Participants from Eastern Health, as the smallest but most populated health region of the province, reported results for 17 out of 18 FSAs. This region reported 46/1,019 positive households (out of 66 total positive households in the whole province), but lower COVID-19 prevalence rates with respect to other health regions, with the percentage of positive households being 4.4% (95% CI, 3.0–5.8). Participants from Central Health reported 5/63 positive households and a household positivity of 8.2% (95% CI, 1.1–17.0), based on the RAT results of four out of seven FSAs. Participants from Western Health reported results from seven out of seven FSAs, with 10/143 positive households and household positivity of 7.1% (95% CI, 2.4–11.8). Participants from Labrador-Grenfell Health reported results from four out of four FSAs, with 5/53 positive households, with a household positivity estimated as 9.8% (95% CI, 1.4–18.2). The number of FSAs reporting low versus high percentage household positivity for each RHA is provided in Figure 1. Because of lower reporting rates and possible sampling biases, there is high uncertainty associated with household positivity in the regions of Labrador-Grenfell Health, Central Health and Western Health, and, more generally, with prevalence at the FSAs level.
We obtained a Moran's I coefficient of -0.08, and a p-value of 0.35, indicating no correlation between spatial proximity and COVID-19 prevalence rates among FSAs.
Discussion
Underreporting has been a major challenge for COVID-19 pandemic monitoring and response planning. These challenges have increased with the establishment of the highly transmissible Omicron variant Footnote 7 Footnote 31 and the expanded use of rapid tests, the results of which are not officially reported in some jurisdictions Footnote 7 Footnote 8. Underreporting rates may have been particularly high among children and youth, given their relatively low risk of experiencing severe outcomes Footnote 32. In NL, public health officials recommended that all K–12 students complete RATs on January 22 and 25, 2022. We conducted an online survey where parents and guardians of K–12 students could report these RAT results. Self-administered rapid tests were not reported in the NL provincial case counts, and characteristics of the NL population eligible for testing under the provincial system Footnote 4, were very different than the characteristics of the population that completed the RATs on January 22 and 25, 2022. We estimated that only one out of every 8.4 (95% CI, 6.4–10.4) cases occurring in children and youth or one out of every 4.3 (95% CI, 3.1–5.3) positive households, were reported by provincial case counts.
The COVID-19 Immunity Taskforce uses serological analysis of blood donations to estimate the percentage of provincial populations that have been infected with SARS-CoV-2 Footnote 33. When interpreted relative to the number of cases reported by the NL testing system, these serology data imply that from January to February 2022, one in every 2.3 cases were reported (Supplemental material C, Table S1). For comparison, in other Canadian provinces from January to February 2022, the underreporting ratio ranged from one in every 17.2 cases reported (British Columbia) to an equal number of cases reported and detected by serology (Prince Edward Island, Supplemental material E, Table S2). Underreporting ratios are generally highest in children Footnote 34. The underreporting ratio that we estimate from our study of rapid antigen testing in K–12 students is broadly consistent with COVID-19 Immunity Taskforce data. Eligibility for testing, such that the results of the testing could be reported in the provincial case counts, was relatively unrestricted in NL at the time of our study, while in all other provinces except for Prince Edward Island, most individuals were ineligible for testing under the provincial systems due to age restrictions on eligibility (Supplemental material E).

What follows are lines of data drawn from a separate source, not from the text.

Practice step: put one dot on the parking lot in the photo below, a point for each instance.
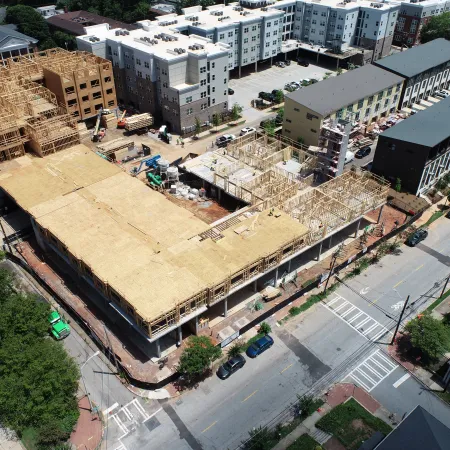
(248, 87)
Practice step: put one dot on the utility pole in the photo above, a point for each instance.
(445, 286)
(399, 321)
(111, 350)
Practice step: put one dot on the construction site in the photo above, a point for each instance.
(154, 265)
(44, 94)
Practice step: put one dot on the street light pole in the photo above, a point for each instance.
(399, 321)
(84, 381)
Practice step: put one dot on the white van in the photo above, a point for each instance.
(349, 157)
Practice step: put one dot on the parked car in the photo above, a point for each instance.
(349, 157)
(231, 366)
(222, 141)
(417, 237)
(247, 130)
(259, 346)
(363, 152)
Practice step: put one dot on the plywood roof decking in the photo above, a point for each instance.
(132, 237)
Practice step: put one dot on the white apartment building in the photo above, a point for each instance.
(176, 78)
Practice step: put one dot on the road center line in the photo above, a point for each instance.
(206, 429)
(286, 368)
(401, 380)
(251, 395)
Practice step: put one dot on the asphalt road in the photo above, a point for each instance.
(324, 346)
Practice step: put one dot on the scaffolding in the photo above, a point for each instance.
(49, 135)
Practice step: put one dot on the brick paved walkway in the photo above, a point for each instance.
(89, 429)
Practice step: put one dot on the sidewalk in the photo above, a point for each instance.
(88, 432)
(338, 394)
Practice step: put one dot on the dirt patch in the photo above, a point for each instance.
(333, 444)
(209, 211)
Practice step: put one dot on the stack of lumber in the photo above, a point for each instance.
(138, 121)
(109, 121)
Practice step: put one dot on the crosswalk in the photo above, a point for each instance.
(360, 321)
(372, 371)
(129, 417)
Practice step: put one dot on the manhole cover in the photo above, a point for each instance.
(152, 423)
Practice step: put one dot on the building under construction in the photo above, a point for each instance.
(158, 267)
(43, 94)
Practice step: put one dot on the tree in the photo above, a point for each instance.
(265, 328)
(216, 120)
(236, 111)
(197, 127)
(197, 356)
(38, 379)
(429, 335)
(437, 27)
(31, 23)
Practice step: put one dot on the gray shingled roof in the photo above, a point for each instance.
(419, 431)
(428, 127)
(417, 59)
(337, 92)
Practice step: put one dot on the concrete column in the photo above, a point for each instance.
(379, 214)
(357, 227)
(320, 251)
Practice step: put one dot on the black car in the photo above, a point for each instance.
(417, 237)
(231, 366)
(302, 62)
(363, 152)
(259, 346)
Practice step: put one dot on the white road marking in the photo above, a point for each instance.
(354, 317)
(372, 371)
(401, 380)
(111, 408)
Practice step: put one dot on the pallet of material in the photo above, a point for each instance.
(83, 131)
(138, 121)
(115, 145)
(109, 121)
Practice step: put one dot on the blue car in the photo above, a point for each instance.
(259, 346)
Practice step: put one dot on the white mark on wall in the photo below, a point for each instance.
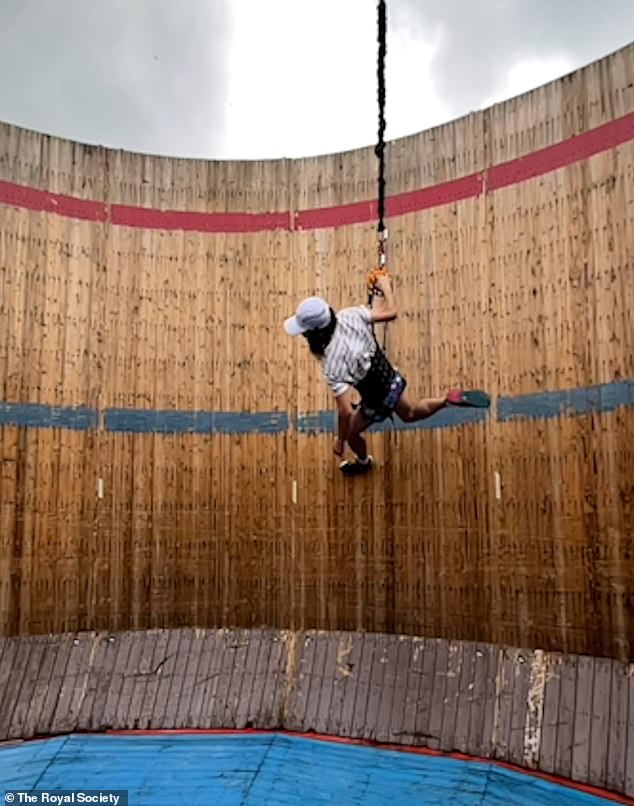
(535, 709)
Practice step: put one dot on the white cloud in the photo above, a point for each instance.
(528, 75)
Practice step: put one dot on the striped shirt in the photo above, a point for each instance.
(348, 354)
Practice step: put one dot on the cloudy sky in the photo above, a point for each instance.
(231, 79)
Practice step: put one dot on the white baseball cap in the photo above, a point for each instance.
(312, 313)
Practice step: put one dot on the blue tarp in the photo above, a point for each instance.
(245, 769)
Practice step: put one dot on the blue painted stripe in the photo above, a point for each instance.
(250, 770)
(37, 415)
(325, 422)
(598, 399)
(602, 398)
(137, 421)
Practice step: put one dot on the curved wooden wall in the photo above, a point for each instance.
(166, 449)
(564, 715)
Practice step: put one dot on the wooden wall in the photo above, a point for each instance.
(564, 715)
(166, 449)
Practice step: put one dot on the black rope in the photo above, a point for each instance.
(380, 146)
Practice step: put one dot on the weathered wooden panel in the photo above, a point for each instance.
(166, 451)
(568, 715)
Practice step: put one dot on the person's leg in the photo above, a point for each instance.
(410, 411)
(363, 462)
(358, 445)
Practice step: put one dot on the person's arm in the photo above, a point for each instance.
(344, 414)
(385, 311)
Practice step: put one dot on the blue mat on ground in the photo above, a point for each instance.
(245, 769)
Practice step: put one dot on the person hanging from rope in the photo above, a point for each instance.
(351, 359)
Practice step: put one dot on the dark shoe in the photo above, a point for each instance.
(474, 398)
(356, 468)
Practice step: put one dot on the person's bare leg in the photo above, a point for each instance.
(411, 412)
(358, 445)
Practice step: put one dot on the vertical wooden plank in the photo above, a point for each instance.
(124, 713)
(334, 666)
(582, 719)
(296, 716)
(250, 680)
(111, 718)
(600, 722)
(566, 719)
(548, 744)
(316, 681)
(505, 684)
(188, 678)
(277, 680)
(422, 725)
(24, 694)
(206, 676)
(344, 695)
(154, 676)
(522, 661)
(408, 677)
(170, 718)
(617, 728)
(483, 701)
(438, 694)
(34, 721)
(54, 685)
(168, 678)
(390, 713)
(71, 695)
(452, 694)
(236, 648)
(94, 673)
(105, 670)
(375, 687)
(363, 680)
(253, 716)
(466, 695)
(629, 753)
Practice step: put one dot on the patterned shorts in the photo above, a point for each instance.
(381, 389)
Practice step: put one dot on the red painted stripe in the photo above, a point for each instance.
(575, 149)
(423, 751)
(147, 218)
(583, 146)
(42, 201)
(410, 202)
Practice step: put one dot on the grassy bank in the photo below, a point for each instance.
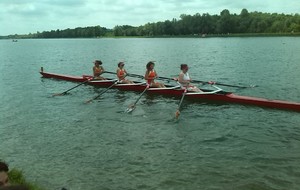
(16, 177)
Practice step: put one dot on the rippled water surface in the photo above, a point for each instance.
(62, 142)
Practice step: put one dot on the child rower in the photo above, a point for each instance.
(185, 80)
(151, 74)
(121, 73)
(98, 70)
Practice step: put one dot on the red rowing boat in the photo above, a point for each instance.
(217, 95)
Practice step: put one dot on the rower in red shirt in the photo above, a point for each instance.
(151, 74)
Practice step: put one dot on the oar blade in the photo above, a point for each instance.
(130, 108)
(59, 94)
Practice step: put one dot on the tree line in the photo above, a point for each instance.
(205, 24)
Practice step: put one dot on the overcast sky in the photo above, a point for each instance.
(30, 16)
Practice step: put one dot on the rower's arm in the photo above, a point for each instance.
(181, 80)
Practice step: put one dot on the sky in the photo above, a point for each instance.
(30, 16)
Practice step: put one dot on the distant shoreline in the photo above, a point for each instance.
(182, 36)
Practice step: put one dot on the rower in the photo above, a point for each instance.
(98, 70)
(151, 74)
(184, 79)
(121, 73)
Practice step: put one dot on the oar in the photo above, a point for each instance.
(195, 81)
(131, 107)
(128, 74)
(88, 101)
(65, 92)
(177, 113)
(222, 84)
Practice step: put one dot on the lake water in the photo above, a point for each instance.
(62, 142)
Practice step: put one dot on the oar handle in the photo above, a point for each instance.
(195, 81)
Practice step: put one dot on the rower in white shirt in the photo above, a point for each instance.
(185, 80)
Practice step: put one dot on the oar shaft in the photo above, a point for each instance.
(94, 98)
(147, 87)
(183, 95)
(73, 88)
(196, 81)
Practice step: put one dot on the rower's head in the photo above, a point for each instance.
(150, 65)
(121, 64)
(184, 67)
(98, 62)
(3, 174)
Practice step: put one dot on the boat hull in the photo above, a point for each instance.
(176, 91)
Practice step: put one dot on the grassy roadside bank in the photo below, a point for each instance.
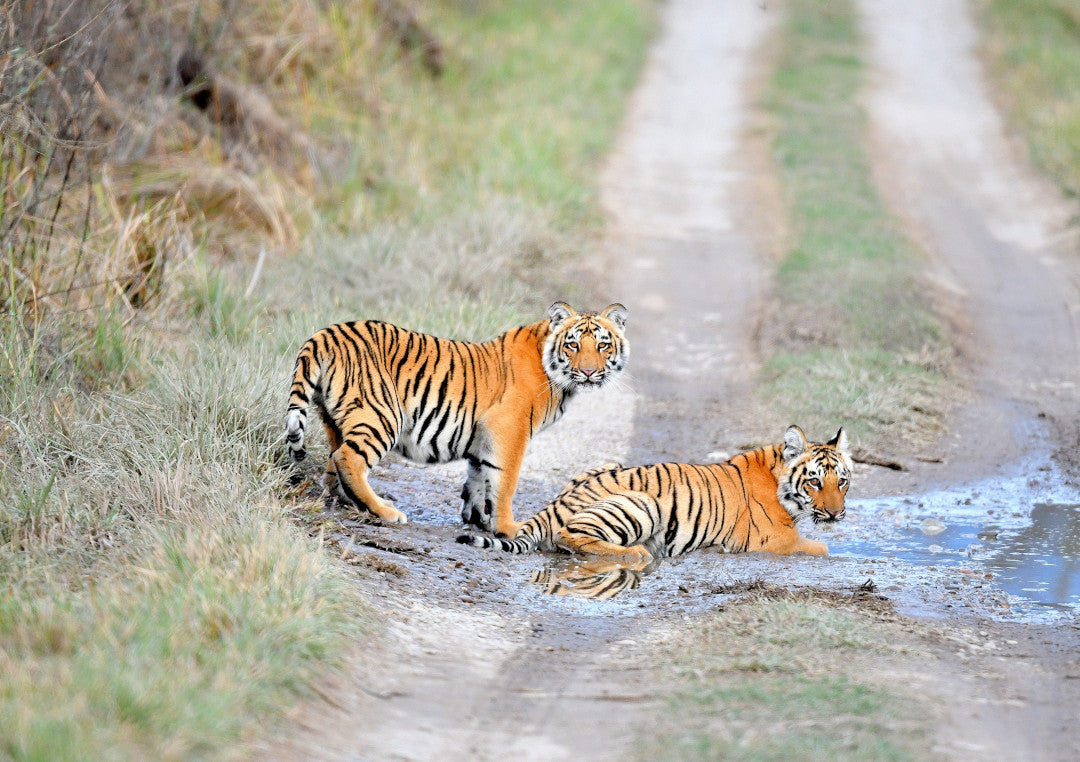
(1034, 57)
(853, 339)
(780, 674)
(158, 600)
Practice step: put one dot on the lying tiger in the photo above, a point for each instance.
(379, 388)
(751, 502)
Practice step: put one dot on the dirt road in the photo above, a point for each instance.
(471, 660)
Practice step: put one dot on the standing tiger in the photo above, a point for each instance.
(379, 388)
(751, 502)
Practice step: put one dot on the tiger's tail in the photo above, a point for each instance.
(307, 375)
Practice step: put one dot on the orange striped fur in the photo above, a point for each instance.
(751, 502)
(379, 388)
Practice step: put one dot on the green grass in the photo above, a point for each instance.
(503, 119)
(778, 677)
(1034, 53)
(157, 598)
(853, 341)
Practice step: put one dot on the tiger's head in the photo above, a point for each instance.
(584, 349)
(815, 476)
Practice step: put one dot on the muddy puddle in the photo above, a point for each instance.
(1007, 547)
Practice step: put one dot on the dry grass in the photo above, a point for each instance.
(157, 599)
(778, 674)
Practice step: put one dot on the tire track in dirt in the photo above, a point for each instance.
(997, 235)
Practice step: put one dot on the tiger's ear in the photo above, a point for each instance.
(839, 441)
(795, 444)
(617, 313)
(559, 312)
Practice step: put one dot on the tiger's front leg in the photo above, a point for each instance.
(477, 494)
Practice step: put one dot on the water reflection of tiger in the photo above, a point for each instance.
(597, 579)
(751, 502)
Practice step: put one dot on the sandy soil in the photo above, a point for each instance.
(469, 658)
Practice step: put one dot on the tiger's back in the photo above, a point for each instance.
(751, 502)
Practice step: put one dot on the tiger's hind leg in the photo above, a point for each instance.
(617, 527)
(352, 470)
(334, 439)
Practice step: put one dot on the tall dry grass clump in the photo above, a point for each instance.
(187, 190)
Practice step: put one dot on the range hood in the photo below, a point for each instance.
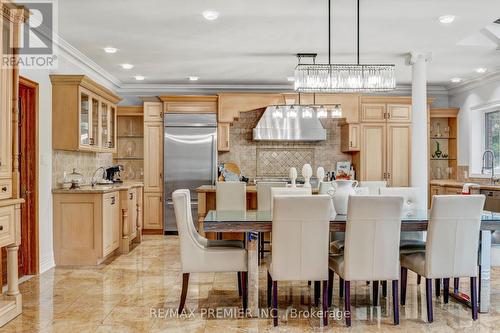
(289, 123)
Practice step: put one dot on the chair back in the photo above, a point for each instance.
(289, 191)
(409, 195)
(300, 237)
(371, 250)
(453, 236)
(191, 242)
(373, 186)
(264, 194)
(231, 196)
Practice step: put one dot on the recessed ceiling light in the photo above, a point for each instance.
(210, 15)
(110, 49)
(447, 19)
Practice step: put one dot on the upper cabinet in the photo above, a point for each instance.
(83, 114)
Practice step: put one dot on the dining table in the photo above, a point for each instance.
(252, 222)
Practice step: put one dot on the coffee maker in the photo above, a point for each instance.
(113, 173)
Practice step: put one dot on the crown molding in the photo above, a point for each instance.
(454, 89)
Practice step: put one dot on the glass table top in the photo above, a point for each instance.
(254, 216)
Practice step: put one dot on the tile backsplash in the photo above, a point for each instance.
(84, 163)
(260, 158)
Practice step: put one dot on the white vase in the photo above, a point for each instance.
(307, 173)
(343, 189)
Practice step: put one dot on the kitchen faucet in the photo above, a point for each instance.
(490, 152)
(93, 182)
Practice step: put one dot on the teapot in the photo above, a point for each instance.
(340, 193)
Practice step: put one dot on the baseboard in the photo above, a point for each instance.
(47, 263)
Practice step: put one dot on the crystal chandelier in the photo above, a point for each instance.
(342, 77)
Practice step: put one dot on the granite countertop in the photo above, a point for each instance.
(87, 189)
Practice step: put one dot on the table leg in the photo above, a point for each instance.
(485, 266)
(253, 272)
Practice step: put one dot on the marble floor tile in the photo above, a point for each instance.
(139, 292)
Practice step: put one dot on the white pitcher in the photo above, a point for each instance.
(341, 192)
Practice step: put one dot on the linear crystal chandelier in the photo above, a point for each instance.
(330, 77)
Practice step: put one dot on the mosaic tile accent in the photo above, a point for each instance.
(277, 162)
(84, 162)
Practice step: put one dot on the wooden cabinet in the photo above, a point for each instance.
(83, 114)
(350, 138)
(153, 211)
(223, 132)
(110, 223)
(189, 104)
(153, 167)
(153, 157)
(373, 113)
(398, 154)
(373, 152)
(386, 153)
(86, 227)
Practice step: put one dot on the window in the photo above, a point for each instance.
(492, 138)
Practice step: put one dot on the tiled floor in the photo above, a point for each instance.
(122, 296)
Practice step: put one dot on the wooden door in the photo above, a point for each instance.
(132, 215)
(398, 113)
(399, 154)
(373, 113)
(153, 211)
(28, 148)
(373, 151)
(223, 130)
(153, 157)
(108, 200)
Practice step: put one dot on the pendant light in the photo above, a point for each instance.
(342, 77)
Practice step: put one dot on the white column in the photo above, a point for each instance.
(419, 146)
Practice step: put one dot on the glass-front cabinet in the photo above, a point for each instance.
(84, 115)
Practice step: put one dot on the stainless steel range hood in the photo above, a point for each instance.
(287, 123)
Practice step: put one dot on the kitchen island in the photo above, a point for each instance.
(93, 223)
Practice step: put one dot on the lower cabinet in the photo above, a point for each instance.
(153, 211)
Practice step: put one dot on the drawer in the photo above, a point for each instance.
(7, 225)
(5, 189)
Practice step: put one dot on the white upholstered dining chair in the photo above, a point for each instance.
(199, 255)
(371, 247)
(373, 185)
(300, 244)
(451, 249)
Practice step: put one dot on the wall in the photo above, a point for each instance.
(68, 64)
(275, 158)
(487, 91)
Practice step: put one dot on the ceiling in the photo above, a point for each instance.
(255, 42)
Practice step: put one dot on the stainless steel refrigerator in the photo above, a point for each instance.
(190, 158)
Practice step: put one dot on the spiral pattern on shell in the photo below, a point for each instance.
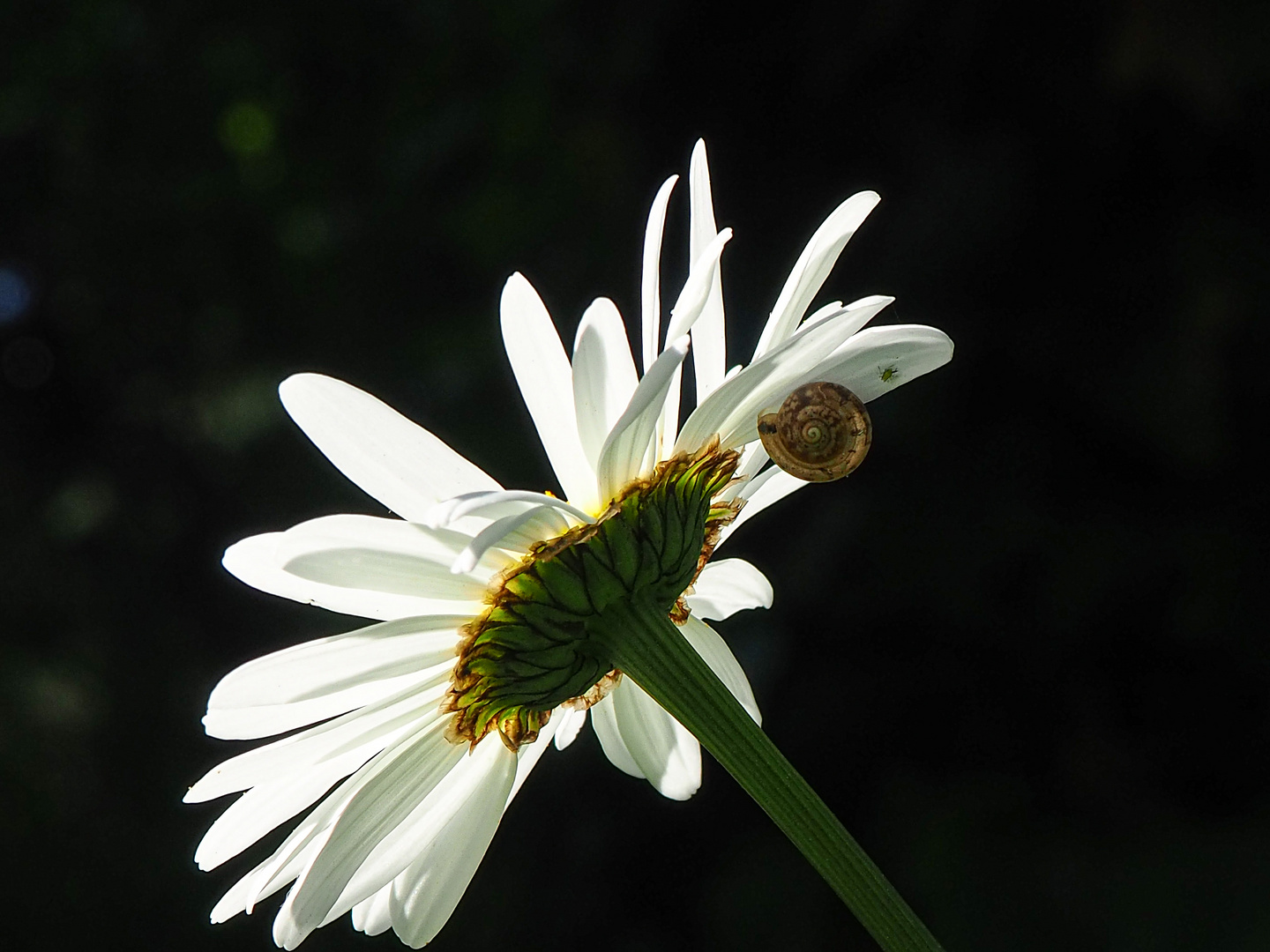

Most of the positive cases occurred in elementary schools (62.9%, 95% CI, 44.3–83.0), while previously published articles found higher COVID-19 prevalence in junior high and high schools (secondary schools) relative to elementary schools Footnote 35 Footnote 36 Footnote 37, presumably due to student cohorting. Elementary school students tend to remain with the same classmates throughout the day, while older students have different classmates in different classes. However, for the RAT results collected in our study, testing was conducted after schools had been closed for five weeks; therefore, student cohorting or other public health measures aimed to reduce COVID-19 spread in schools would not have impacted our results. Potentially, a major factor influencing our results was the vaccination status of the students. Vaccination rates for 5–11-year-olds in NL were the highest in Canada, with 75% having received one dose of the vaccine on January 19, 2022 Footnote 38. However, youth aged 12 years or older became eligible for vaccination starting May 23, 2021, while children aged five years and older became eligible for vaccination only on November 23, 2021. At the time of our study (specifically, on January 22, 2022), nearly all junior and high school-aged youths were fully vaccinated (96.7% of NL residents aged 12–17 years), while nearly all elementary school-aged children had not completed a full-vaccination series (only 3.3% of NL residents aged 5–11 years had completed a full-vaccination series Footnote 39).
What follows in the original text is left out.